Standard assumptions about learning are, thus, misleading. Researchers strive to get at the mental representations of individual subjects—through pre/post tests, surveys, interviews, think-aloud protocols and utterance codings—that they assume are driving learning behaviors. But, in fact, learning behaviors are constructed in real time through concrete social interaction; to the extent that the learning is reflected mentally, that is a trace in memory or a retrospective account of what happened in the world. To foster learning, we need to pay more attention to collaborative arrangements, social actors and observable interactions.

Interviewer: Then do you feel there is a problem with the very concept of learning?

Yes, the traditional concepts of learning, teaching and schooling carry too much baggage from obsolete theories. If we try to situate thought and learning in groups or communities, then people complain this entails some kind of mystical group spirit that thinks and learns, in analogy with how they conceive of individual thinking and learning as taking place by a little homunculus in the head. That is why I prefer Bereiter’s approach of talking about knowledge building. Unfortunately, he was caught up using Popper’s terminology of “third world” objects that belong neither to the physical nor mental worlds. What he was really talking about—as he now realizes—was knowledge-embodying artifacts: spoken words, texts, symbols or theories. Artifacts are physical (sounds, inscriptions, visible symbols, carved monuments), but they are also meaningful. By definition, an artifact is a man-made thing, so it is a physical body that incorporates a human intention or significance in its design. Knowledge artifacts belong simultaneously in the physical and meaning worlds. Through their progressive reification in physical forms, symbols come to have generalized meanings that seem to transcend the experiential world.

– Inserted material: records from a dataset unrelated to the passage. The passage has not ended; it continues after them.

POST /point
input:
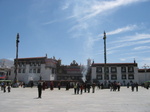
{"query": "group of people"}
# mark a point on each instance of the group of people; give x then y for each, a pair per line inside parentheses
(133, 85)
(5, 86)
(115, 86)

If we now situate knowledge building in groups or communities, we can observe the construction and evolution of the knowledge in the artifacts that are produced—in the sentences spoken, sketches drawn and texts inscribed. There is no mystery here; these are common things whose meanings we can all recognize. They are so familiar, in fact, that we take them for granted and never wonder how meanings are shared and knowledge is created in group interactions or how it spreads through communities. When you consider it this way, the strange thing is to think about learning taking place inside of brains somehow, rather than in the interplay between linguistic, behavioral and physical artifacts. If one carefully observes several students discussing a mathematical issue using terminology they have developed together, drawings they have shared and arguments they have explained, then the learning may be quite visible in these inscriptions. One can assume that each member of the group may go away from the group process with new resources for engaging in math discourses (either alone or in new groups) in the future.

Interviewer: But can’t students learn by themselves?

Of course, I can also build knowledge by myself, as I am now in typing this text on my laptop. However, that is because I have discussed these and similar issues in groups before. I have had years of practice building ideas, descriptions and arguments in interaction with others. Even now, in the relative isolation of my study, I am responding to arguments that others have made to my previous presentations and am designing the artifact of this text in anticipation of the possible reactions of its potential audiences. The details and significance of this artifact are ineluctably situated in the present context of discourse in the CSCL research community and the scientific world generally. That is why I have chosen a classic dialog genre for its form, in which my utterances partake in a community discourse.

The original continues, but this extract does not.